Too much life. Too much conflict. Too much achievement, paranoia, defiance, success, hatred and defeat.
There's just too much Al Davis to coherently measure and discuss in the immediate period of his passing. In the end, being Al was probably too much for even himself.
So I don't want to spend today stuck on the big picture or wonder what happens to the vacated gloom of the Raiders franchise now.
It's too big. It's too jumbled. I'll leave the myth/legend/Super Bowls/excommunications to others and other days.
What hits me now is one moment that feels, in retrospect, like the symbolic end of an era, before things began rapidly spinning away for good.
What I remember is Davis, at the tail end of another losing season, thundering one last time about life, death and defeat.
It was near the end of the 2006 season -- four years after the Raiders' last Super Bowl appearance -- as Art Shell's team wheezed and groaned, the Raiders mourned longtime employee "Run Run" Jones, and Bill Walsh fought cancer.
The Raiders lost again that day, then Davis came out to speak about mortality, and he sounded like a philosopher potentate. A wacky one, but still one worth listening to. Still with a flicker of light in his eyes.
He didn't look sick, just sad.
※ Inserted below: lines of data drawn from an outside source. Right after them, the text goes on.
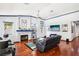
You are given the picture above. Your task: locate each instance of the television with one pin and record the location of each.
(55, 27)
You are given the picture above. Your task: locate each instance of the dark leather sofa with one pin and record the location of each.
(47, 43)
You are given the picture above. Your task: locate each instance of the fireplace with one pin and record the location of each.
(24, 37)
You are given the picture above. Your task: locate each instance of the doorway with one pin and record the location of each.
(8, 26)
(75, 29)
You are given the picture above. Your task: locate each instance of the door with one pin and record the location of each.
(8, 29)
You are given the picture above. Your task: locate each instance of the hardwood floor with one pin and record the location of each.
(71, 49)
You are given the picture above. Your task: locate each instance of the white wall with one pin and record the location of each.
(62, 20)
(14, 20)
(15, 36)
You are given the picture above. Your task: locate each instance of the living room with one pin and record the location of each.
(39, 29)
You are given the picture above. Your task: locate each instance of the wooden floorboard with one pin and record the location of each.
(71, 49)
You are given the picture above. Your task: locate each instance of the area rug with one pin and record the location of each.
(31, 45)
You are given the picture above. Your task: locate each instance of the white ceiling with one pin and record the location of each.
(32, 9)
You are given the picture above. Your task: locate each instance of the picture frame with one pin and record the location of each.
(64, 27)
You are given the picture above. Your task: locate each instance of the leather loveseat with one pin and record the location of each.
(44, 44)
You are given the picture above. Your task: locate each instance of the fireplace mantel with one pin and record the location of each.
(24, 30)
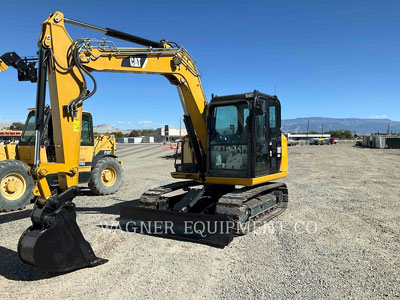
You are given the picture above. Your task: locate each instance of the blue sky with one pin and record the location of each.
(327, 58)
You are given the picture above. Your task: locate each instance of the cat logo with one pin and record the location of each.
(134, 61)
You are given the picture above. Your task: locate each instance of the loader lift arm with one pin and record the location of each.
(54, 241)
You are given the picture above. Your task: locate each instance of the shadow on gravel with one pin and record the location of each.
(110, 210)
(15, 216)
(12, 268)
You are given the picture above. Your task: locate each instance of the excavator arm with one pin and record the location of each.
(70, 64)
(54, 242)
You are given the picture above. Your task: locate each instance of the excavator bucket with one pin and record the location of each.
(213, 230)
(54, 242)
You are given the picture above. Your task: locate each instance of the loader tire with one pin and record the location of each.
(15, 185)
(106, 176)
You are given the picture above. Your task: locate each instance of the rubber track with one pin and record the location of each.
(236, 204)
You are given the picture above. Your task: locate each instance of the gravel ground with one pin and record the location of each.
(343, 201)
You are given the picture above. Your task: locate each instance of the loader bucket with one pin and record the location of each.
(212, 230)
(55, 243)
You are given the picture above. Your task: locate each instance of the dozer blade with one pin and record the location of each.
(54, 242)
(212, 230)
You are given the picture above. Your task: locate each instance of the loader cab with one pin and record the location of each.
(244, 136)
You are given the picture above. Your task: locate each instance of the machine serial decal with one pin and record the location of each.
(134, 61)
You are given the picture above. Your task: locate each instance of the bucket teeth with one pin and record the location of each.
(54, 242)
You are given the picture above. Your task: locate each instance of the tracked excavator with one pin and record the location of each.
(98, 163)
(230, 159)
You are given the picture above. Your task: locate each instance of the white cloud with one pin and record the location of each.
(379, 117)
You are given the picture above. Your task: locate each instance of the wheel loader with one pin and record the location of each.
(98, 164)
(226, 178)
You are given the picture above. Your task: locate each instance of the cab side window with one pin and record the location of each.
(87, 130)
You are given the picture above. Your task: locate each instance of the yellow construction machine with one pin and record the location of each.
(233, 152)
(98, 164)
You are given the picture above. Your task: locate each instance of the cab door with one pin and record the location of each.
(274, 135)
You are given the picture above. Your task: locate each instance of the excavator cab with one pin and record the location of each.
(244, 138)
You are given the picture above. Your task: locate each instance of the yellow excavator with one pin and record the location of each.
(98, 164)
(233, 152)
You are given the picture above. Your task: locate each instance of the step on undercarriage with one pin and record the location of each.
(208, 214)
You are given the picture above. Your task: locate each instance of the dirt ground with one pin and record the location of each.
(339, 238)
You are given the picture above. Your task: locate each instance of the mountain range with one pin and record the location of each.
(360, 126)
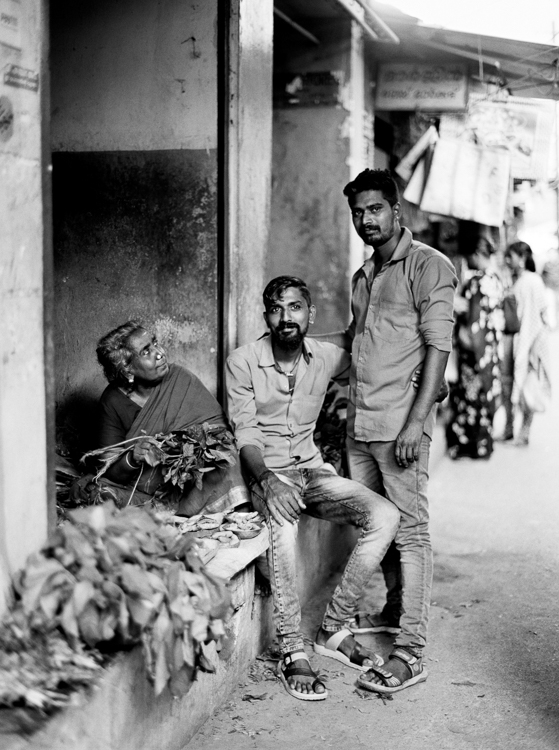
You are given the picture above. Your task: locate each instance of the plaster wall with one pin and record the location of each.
(249, 166)
(134, 75)
(134, 131)
(313, 152)
(23, 430)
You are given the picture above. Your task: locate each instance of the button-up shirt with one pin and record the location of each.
(405, 307)
(264, 412)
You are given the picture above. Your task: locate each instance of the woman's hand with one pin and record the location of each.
(147, 451)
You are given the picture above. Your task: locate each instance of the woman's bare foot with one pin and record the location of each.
(298, 678)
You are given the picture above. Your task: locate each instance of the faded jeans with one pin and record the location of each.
(408, 579)
(343, 501)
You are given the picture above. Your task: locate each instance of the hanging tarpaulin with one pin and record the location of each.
(524, 126)
(468, 182)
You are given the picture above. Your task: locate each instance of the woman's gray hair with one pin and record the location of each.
(113, 352)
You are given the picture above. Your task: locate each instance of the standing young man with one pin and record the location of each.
(402, 303)
(275, 390)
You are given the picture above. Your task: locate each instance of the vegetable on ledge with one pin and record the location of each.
(108, 580)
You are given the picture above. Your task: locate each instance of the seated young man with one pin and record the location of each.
(275, 390)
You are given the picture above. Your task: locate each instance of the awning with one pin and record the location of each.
(296, 12)
(524, 69)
He didn't sound crazy, just angry.
When Davis spoke like that, there was nobody in the world who was ever as fascinating. And I think this was the last time he ever spoke like that in public.
"I've lost a lot of friends," Davis said. "I've lost Red Auerbach, Lamar Hunt ... There's my friend across the bay, who I love, Bill Walsh. I worry about him.
"There's 'Run Run' ... After a while, you run out of tears. But life goes on. The Raiders go on. We've got to get out of this."
This is where, again in retrospect, I believe Davis was close to realizing that his franchise wasn't what it used to be mostly because he wasn't what he used to be.
I think he almost realized that. I asked him then: Do you have to change the way you're doing things, and have always done things, in order to win again?
"You seem to know what I like -- what do I like?" Davis said.
Quarterbacks who throw deep and fast wide receivers, right?
"Did we throw the ball deep with (Rich) Gannon?" Davis said. "Did we throw the ball deep with (Ken) Stabler? We threw the ball deep with (Jim) Plunkett and won two Super Bowls.
"What I say to you is: five decades, five Super Bowls, four head coaches, four different quarterbacks.
"I want to win. Obviously in life, I like certain things. I like beautiful women more than unbeautiful women. I'm not in any way demeaning the unbeautiful women."
How gallant. How Al. A man from another time, trapped in the present, and dealing with it.
That's the Al Davis I'm going to remember, and I'm sorry if he, now sequestered in his eternal lodging, is angry that I'm not going to remember Willie Brown returning an interception or Pete Rozelle handing over that trophy.
I'll remember the impish Al. The argumentative Al, the Al who relished the sly back-and-forth with local reporters.
I'll remember this Al most of all: Worn from battle, but full of pride and awesome to behold.
"I want to win," Davis said. "I will. Always have."
Then he stopped talking. Went away. Never won again. It feels like he never came back. That's the Al that everybody who follows sports should and will mourn.